The queen’s fair daughter was praised and flattered. She was dressed in heavy silks and brocade, oiled and perfumed; every tiny flaw concealed under layers of façade. She was fed on ideals of societal perfection: stand tall, look fair, be flawless, carriage straight but not rigid, smile but no teeth. Was that a freckle? Cover it up quickly! How could you allow a thorn to scratch you foolish girl? How could you be so careless….
And slowly the reflection began to crack. She saw scars where there were nothing but dimples, wrinkles where there were nothing but frown lines. And the reflection cracked and cracked and cracked. “I will never be beautiful,” she thought.
The old couple’s daughter, raised on the love and adoration that shone out of the couple’s eyes, could see no flaw in her appearance. She liked the color of her skin, reflecting warmly in the sun. She liked the mark on her arm; it made her special….unique. She was loved. She was happy. She was beautiful. She was content.
The moment we are born, we are tainted by judgment. Growing up we’re systematically molded and blended into the same clay that runs through society. Our colors are subdued; individuality repressed by societal norms. We are placed on a one way street with walls on both sides and encouraged to be unique and free. Broadminded people on narrow streets.
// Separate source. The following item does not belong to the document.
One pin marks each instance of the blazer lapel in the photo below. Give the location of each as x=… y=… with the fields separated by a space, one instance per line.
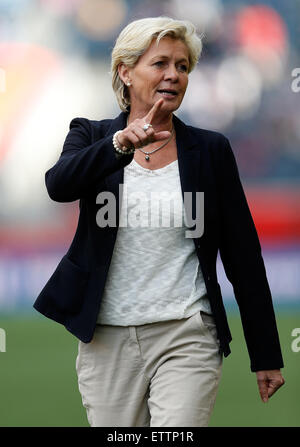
x=189 y=167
Any slight deviation from the norm, these rigid rules written in blood and engraved into the collective mind of society is consequently regarded as imperfect.
White became the norm for beautiful. Flawless became the norm for perfection.
Perfection. Is it a neat flowing calligraphy, evenly spaced, between the lines and grammatically faultless. Or is it the angry gash of words that spill out of catharsis. Is it a life unblemished and unmarked, pure as white, smooth as stone. Or is it the scars, the lines, the cracks in our facade, the flaws in our norms.
How many times must a mirror crack. How many ways should a reflection be distorted.
Perfect (adj.) – having all the required or desirable elements or qualities or characteristics. Without fault.
Perfect (verb) – make something completely free from faults or defects.
And the mirror cracked. And cracked. And cracked.